I fail to see any difficulty in respect of mutuality. Certainly if the defendant had been convicted the People would at least exercise their rights under section 2444 of the Penal Law if the defendant took the stand. Nevertheless, mutuality is not essential in this *922case. Behind the phrase res judicata lies a rule of reason and practical necessity. One who has had his day in court should not be permitted to litigate the question anew. Although normally it is necessary that mutuality of estoppel exist, an exception is at times made where the party against whom the plea is raised was a party to the prior action and ‘ had full opportunity to litigate the issue of its responsibility/ ” (Good Health Dairy Products Corp. v.
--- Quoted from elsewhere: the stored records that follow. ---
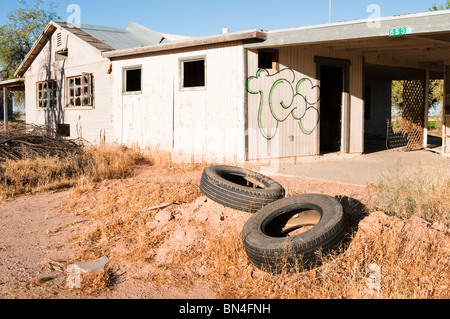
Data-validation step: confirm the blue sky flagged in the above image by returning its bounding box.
[0,0,445,36]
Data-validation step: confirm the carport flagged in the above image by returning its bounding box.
[0,78,25,131]
[246,11,450,156]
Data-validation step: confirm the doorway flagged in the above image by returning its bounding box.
[320,65,344,154]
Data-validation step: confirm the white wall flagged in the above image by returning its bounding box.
[25,25,113,143]
[112,42,246,163]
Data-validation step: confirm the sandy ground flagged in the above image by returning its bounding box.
[0,173,448,299]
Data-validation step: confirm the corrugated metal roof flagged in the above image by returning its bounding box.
[80,21,188,50]
[80,25,157,50]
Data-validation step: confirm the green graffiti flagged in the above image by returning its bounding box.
[247,69,320,140]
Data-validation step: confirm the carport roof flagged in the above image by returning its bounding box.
[245,10,450,70]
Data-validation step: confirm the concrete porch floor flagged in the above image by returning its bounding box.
[255,150,450,186]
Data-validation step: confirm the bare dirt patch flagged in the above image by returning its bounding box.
[0,167,450,299]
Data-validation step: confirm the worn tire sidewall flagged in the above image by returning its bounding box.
[242,194,344,255]
[202,165,285,197]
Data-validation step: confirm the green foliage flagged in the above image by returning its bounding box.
[429,0,450,11]
[0,0,60,80]
[392,80,444,116]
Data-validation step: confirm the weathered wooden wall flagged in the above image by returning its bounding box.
[244,47,364,160]
[25,24,114,143]
[112,42,245,163]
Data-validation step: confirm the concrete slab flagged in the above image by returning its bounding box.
[256,150,450,186]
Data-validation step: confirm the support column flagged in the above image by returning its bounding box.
[442,65,450,157]
[3,87,8,131]
[423,70,430,149]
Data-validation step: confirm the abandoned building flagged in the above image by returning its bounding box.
[0,11,450,163]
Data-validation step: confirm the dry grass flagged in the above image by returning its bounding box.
[0,140,450,299]
[152,222,450,299]
[369,166,450,226]
[70,157,201,262]
[0,145,150,200]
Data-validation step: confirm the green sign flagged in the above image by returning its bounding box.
[389,27,412,37]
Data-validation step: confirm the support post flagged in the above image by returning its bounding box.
[423,69,430,149]
[3,87,9,131]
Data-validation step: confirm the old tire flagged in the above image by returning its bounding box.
[242,194,346,273]
[200,165,285,213]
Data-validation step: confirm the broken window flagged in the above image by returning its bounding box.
[67,73,94,107]
[56,49,69,61]
[258,49,278,70]
[181,58,206,88]
[37,80,58,108]
[123,66,142,93]
[56,124,70,137]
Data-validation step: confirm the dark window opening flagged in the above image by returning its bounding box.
[56,124,70,137]
[364,87,372,121]
[56,50,69,61]
[183,60,206,88]
[258,50,278,70]
[124,68,142,92]
[320,65,344,154]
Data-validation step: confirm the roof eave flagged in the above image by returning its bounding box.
[245,10,450,49]
[14,21,57,77]
[102,29,267,59]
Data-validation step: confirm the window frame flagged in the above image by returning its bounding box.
[66,73,95,110]
[258,49,280,71]
[36,80,59,110]
[179,55,208,91]
[122,64,144,95]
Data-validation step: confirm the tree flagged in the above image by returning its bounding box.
[429,0,450,11]
[0,0,61,80]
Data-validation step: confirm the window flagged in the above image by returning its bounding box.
[37,80,58,108]
[123,66,142,93]
[364,86,372,121]
[67,73,94,107]
[258,50,278,70]
[56,49,69,61]
[181,58,206,88]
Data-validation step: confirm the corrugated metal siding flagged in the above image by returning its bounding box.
[248,47,364,160]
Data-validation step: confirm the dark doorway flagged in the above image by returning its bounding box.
[320,65,344,154]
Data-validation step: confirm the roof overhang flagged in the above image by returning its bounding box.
[0,78,25,91]
[244,10,450,70]
[103,29,267,59]
[14,21,57,77]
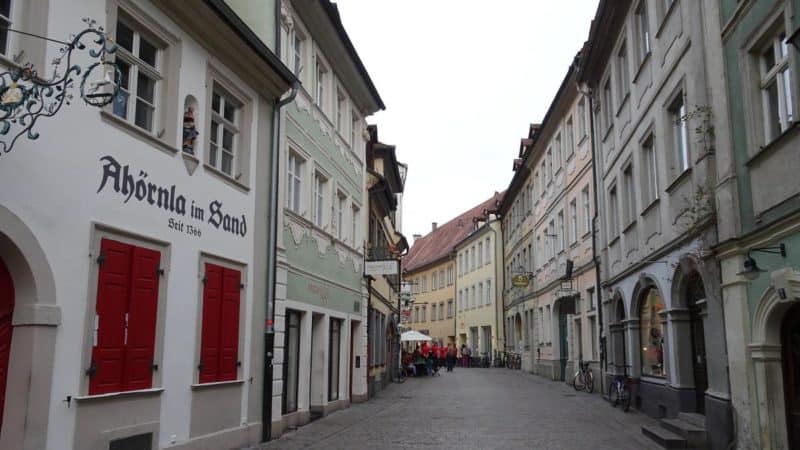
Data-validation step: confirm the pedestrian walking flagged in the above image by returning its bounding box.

Emery, 275 N. Y. 14, 18.)

If the fact found in the perjury trial were the only fact upon which the conspiracy indictment was predicated, the indictment would be dismissed (People v. Glen, 173 N. Y. 395, 400), but where the prior judgment merely creates an estoppel limited to points actually decided in the action and leaves open other issues the indictment may not be dismissed even where the remaining issues are probably unsubstantial. (Sielcken-Schwarz v. American Factors, Ltd., 265 N. Y. 239, 244.) As there are other issues involved in this case, the motion in so far as it seeks to dismiss the indictment must be denied.
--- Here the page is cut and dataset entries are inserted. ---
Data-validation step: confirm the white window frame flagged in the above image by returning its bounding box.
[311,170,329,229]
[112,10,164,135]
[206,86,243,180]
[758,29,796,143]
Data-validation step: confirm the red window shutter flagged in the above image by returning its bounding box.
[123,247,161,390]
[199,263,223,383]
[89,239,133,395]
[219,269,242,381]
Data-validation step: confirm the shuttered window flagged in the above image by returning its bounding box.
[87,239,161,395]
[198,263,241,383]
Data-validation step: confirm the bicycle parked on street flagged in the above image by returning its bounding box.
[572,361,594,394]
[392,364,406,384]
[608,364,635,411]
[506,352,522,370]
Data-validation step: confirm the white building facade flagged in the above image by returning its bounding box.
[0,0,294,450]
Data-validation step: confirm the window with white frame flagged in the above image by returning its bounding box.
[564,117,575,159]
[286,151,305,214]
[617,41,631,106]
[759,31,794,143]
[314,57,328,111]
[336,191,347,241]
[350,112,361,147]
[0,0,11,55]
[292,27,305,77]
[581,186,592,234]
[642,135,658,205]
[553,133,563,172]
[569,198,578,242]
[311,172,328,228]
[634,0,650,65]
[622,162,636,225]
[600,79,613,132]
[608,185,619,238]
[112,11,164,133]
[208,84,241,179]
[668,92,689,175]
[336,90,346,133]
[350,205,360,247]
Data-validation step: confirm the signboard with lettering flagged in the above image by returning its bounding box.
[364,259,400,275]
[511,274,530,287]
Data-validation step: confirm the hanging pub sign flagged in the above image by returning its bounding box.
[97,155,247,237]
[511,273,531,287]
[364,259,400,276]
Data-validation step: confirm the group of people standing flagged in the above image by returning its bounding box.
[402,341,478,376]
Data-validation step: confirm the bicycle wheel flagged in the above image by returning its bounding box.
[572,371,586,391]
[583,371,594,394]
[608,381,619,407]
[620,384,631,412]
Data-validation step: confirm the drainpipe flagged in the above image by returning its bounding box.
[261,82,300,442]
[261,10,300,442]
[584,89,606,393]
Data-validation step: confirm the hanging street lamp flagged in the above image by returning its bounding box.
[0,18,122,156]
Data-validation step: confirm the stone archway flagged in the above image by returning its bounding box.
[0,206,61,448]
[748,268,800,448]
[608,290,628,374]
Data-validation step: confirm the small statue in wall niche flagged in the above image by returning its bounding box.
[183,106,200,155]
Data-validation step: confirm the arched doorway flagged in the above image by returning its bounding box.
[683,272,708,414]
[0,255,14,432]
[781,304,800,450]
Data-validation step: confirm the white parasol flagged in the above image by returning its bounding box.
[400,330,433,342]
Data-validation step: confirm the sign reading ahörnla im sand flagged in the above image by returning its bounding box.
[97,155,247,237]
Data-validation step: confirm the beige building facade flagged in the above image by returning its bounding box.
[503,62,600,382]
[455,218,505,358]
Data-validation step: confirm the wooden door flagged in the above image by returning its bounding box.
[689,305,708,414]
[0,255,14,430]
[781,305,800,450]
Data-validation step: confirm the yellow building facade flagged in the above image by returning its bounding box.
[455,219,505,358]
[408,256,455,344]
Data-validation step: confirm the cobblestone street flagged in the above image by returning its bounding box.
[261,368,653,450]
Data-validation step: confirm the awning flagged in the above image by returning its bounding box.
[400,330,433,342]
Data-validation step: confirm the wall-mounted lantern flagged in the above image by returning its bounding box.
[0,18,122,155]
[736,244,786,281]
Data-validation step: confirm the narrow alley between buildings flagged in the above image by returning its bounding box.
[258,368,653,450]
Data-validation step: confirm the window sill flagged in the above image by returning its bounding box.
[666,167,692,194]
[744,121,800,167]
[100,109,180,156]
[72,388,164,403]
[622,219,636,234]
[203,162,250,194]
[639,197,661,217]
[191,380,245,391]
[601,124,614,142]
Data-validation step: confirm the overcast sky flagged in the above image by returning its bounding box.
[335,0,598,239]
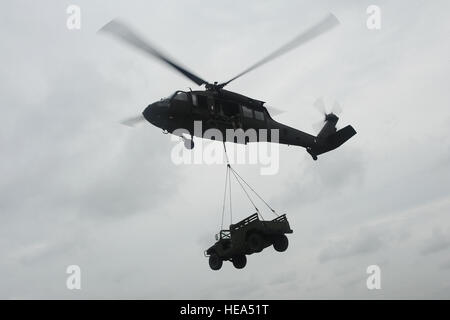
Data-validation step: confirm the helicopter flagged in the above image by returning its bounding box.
[99,13,356,160]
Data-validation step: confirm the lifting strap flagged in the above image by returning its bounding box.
[221,142,279,230]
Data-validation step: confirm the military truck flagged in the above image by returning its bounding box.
[205,213,292,270]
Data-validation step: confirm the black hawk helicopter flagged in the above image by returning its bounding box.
[100,14,356,160]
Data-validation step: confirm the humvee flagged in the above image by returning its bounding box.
[205,213,292,270]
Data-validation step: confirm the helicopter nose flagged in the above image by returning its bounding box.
[142,103,153,123]
[142,102,168,129]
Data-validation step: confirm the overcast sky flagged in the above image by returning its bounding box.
[0,0,450,299]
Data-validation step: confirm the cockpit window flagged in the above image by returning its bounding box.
[172,91,188,101]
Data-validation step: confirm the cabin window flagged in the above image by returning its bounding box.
[242,106,253,118]
[255,110,264,121]
[220,101,239,117]
[191,94,198,107]
[173,92,188,101]
[196,95,208,109]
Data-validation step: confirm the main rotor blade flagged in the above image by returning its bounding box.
[219,13,339,88]
[99,19,208,86]
[120,114,146,127]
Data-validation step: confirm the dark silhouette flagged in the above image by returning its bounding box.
[101,14,356,160]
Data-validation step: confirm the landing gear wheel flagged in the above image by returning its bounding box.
[273,234,289,252]
[209,253,223,270]
[232,254,247,269]
[247,233,264,252]
[184,138,194,150]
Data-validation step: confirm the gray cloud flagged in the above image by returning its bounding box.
[0,0,450,299]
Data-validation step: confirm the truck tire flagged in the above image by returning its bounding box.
[232,254,247,269]
[247,233,264,252]
[273,234,289,252]
[209,253,223,270]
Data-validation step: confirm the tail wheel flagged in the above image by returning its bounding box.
[247,233,264,252]
[232,254,247,269]
[209,253,223,270]
[273,234,289,252]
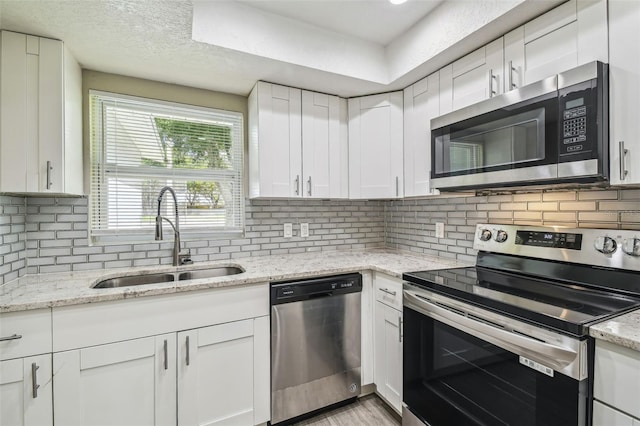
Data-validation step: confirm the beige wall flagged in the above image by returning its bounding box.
[82,70,247,194]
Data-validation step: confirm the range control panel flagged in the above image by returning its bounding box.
[473,224,640,271]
It seems clear that if the judgment roll, including the minutes of the perjury trial, were to be offered in evidence at the conspiracy trial as evidence of whether or not the defendant had not known or met Louis Luckman prior to denying that he had known or met him, it would be' received in evidence as conclusive of the fact that he had neither known nor met Luckman. (Krekeler v. Ritter, 62 N. Y. 372, 374; Hendrick v. Biggar, 209 id. 440.) If that were to happen and the defendant were acquitted the People would be precluded from appealing the conclusiveness of such evidence, because of the constitutional prohibition from placing the defendant in double jeopardy. On the other hand, if said judgment roll were rejected or received but not given the conclusive effect claimed for it in cases hereinbefore cited, and the defendant were convicted, the error — if such it were — would necessitate a new trial.

Those considerations would seem to justify the court in exercising its inherent power to regulate its procedure (Hanna v. Mitchell, 202 App. Div. 504, 513; affd., 235 N. Y. 534; cited and approved in General Investment Co. v. Interborough Rapid Transit Co., Id. 133, 143), not only for the best interests of the defendant but also in order that the People may have the opportunity of reviewing by appeal the question of the conclusiveness of the said judgment of acquittal.
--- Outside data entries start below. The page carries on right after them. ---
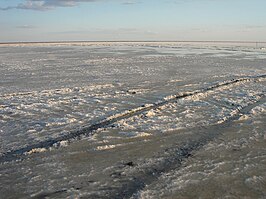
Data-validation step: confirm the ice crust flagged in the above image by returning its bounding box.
[0,43,266,198]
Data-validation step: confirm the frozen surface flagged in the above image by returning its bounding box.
[0,43,266,198]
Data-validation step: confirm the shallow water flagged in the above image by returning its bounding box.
[0,43,266,198]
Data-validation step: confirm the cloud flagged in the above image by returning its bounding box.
[16,25,36,29]
[121,1,139,5]
[0,0,103,11]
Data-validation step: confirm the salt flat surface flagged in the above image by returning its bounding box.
[0,43,266,198]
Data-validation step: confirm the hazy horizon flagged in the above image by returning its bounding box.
[0,0,266,43]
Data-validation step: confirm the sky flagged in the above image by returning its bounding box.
[0,0,266,42]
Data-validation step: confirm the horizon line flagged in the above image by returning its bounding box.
[0,40,266,45]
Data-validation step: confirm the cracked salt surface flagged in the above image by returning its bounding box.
[0,43,266,198]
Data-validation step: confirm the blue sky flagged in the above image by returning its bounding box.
[0,0,266,42]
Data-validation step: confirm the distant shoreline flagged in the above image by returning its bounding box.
[0,40,266,45]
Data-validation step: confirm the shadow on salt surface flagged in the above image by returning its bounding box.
[137,103,266,199]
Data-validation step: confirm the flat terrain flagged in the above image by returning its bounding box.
[0,42,266,198]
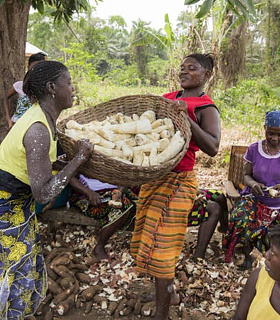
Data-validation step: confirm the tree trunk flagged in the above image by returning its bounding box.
[0,0,31,141]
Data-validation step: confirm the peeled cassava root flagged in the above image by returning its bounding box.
[65,110,185,166]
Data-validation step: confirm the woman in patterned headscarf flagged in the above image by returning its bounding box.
[223,110,280,268]
[0,61,92,320]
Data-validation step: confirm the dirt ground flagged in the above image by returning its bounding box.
[36,128,263,320]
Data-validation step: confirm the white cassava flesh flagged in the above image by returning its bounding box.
[65,110,185,166]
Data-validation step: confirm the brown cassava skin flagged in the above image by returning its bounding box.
[48,278,63,295]
[59,277,75,290]
[51,256,71,268]
[80,286,98,301]
[56,294,75,315]
[52,286,74,304]
[76,272,91,283]
[84,300,93,314]
[44,310,53,320]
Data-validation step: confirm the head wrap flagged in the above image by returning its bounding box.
[265,110,280,128]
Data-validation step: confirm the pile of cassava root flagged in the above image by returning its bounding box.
[34,232,168,320]
[36,248,101,320]
[65,110,185,166]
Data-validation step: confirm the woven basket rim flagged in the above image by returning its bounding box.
[57,94,191,185]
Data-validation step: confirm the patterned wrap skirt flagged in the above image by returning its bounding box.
[0,191,47,320]
[188,189,223,227]
[223,197,280,262]
[130,171,197,279]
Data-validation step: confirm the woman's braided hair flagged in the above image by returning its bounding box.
[268,224,280,250]
[185,53,214,72]
[23,60,67,101]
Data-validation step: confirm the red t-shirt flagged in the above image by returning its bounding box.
[163,91,216,172]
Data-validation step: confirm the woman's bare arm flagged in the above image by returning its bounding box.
[233,268,260,320]
[23,122,92,204]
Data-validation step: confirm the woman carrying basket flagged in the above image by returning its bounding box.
[131,54,220,320]
[0,61,92,319]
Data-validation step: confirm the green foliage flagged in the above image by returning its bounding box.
[32,0,95,23]
[185,0,256,22]
[212,78,280,131]
[61,43,100,83]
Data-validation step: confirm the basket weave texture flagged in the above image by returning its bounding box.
[57,95,191,187]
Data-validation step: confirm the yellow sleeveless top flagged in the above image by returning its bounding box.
[247,267,280,320]
[0,104,57,185]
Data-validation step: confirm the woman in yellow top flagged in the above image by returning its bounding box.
[0,61,92,319]
[233,224,280,320]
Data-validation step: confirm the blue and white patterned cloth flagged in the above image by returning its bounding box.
[0,190,47,320]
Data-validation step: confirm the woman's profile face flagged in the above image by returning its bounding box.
[179,57,209,89]
[54,70,75,110]
[265,127,280,148]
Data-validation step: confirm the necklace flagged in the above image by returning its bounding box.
[264,140,280,157]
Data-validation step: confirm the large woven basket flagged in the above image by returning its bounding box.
[57,95,191,187]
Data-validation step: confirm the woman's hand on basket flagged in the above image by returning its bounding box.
[76,139,94,163]
[173,100,188,115]
[87,189,101,207]
[251,182,266,196]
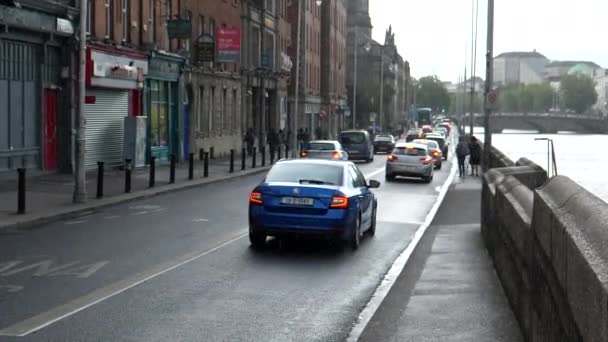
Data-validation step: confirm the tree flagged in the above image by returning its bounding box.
[560,74,597,114]
[416,76,450,110]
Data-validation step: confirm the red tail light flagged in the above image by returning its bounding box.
[329,196,348,209]
[249,191,263,204]
[420,156,433,165]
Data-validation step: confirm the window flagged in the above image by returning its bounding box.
[220,88,230,130]
[198,15,205,37]
[103,0,112,39]
[207,87,215,133]
[196,87,207,134]
[87,0,93,35]
[120,0,130,42]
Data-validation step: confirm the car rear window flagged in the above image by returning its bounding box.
[393,147,427,157]
[306,143,336,151]
[340,132,365,144]
[266,163,343,185]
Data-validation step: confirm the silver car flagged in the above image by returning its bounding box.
[300,140,348,160]
[386,143,435,183]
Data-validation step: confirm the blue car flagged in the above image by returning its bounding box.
[249,159,380,250]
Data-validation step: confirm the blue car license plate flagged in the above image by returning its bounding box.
[281,197,315,205]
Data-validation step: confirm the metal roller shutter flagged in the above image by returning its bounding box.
[84,89,129,169]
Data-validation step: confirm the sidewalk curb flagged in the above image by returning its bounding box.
[0,166,270,233]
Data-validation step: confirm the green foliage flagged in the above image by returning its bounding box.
[560,74,597,114]
[416,76,450,110]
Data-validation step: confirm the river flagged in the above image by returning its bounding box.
[475,128,608,202]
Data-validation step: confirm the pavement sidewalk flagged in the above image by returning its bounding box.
[0,153,270,231]
[359,176,523,342]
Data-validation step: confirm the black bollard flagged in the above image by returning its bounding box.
[169,154,176,184]
[230,149,234,173]
[125,159,131,193]
[97,162,103,198]
[188,153,194,180]
[17,168,25,214]
[241,148,247,170]
[148,156,156,188]
[203,152,209,178]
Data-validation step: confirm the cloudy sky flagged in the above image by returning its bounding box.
[369,0,608,81]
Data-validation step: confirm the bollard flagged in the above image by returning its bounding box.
[188,153,194,180]
[125,159,131,193]
[169,154,175,184]
[230,149,234,173]
[148,156,156,188]
[203,152,209,178]
[97,162,103,198]
[17,168,25,214]
[241,148,247,170]
[270,147,274,165]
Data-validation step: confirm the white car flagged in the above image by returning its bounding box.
[300,140,348,160]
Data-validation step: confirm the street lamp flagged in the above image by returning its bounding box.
[353,31,372,129]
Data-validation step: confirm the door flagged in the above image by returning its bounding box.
[44,89,57,171]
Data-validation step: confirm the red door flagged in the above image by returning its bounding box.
[44,89,57,170]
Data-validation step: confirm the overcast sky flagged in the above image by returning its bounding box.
[369,0,608,81]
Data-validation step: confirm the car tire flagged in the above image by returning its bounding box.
[349,215,361,251]
[367,205,378,236]
[249,228,266,248]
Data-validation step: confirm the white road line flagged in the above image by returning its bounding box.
[0,233,248,337]
[346,159,458,342]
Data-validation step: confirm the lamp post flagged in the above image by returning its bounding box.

The motion is granted to the extent that the People will be precluded from offering any evidence tending to prove that the defendant knew or had met Louis Luckman or any of the Luckmans *923prior to the said conspiracy trial. In all other respects the motion is denied.

The relief demanded in respect of an examination of the grand jury minutes is unnecessary in view of the above determination. The People will be given an opportunity to apply to the Appellate Division for an order restraining me from making and entering an order herein.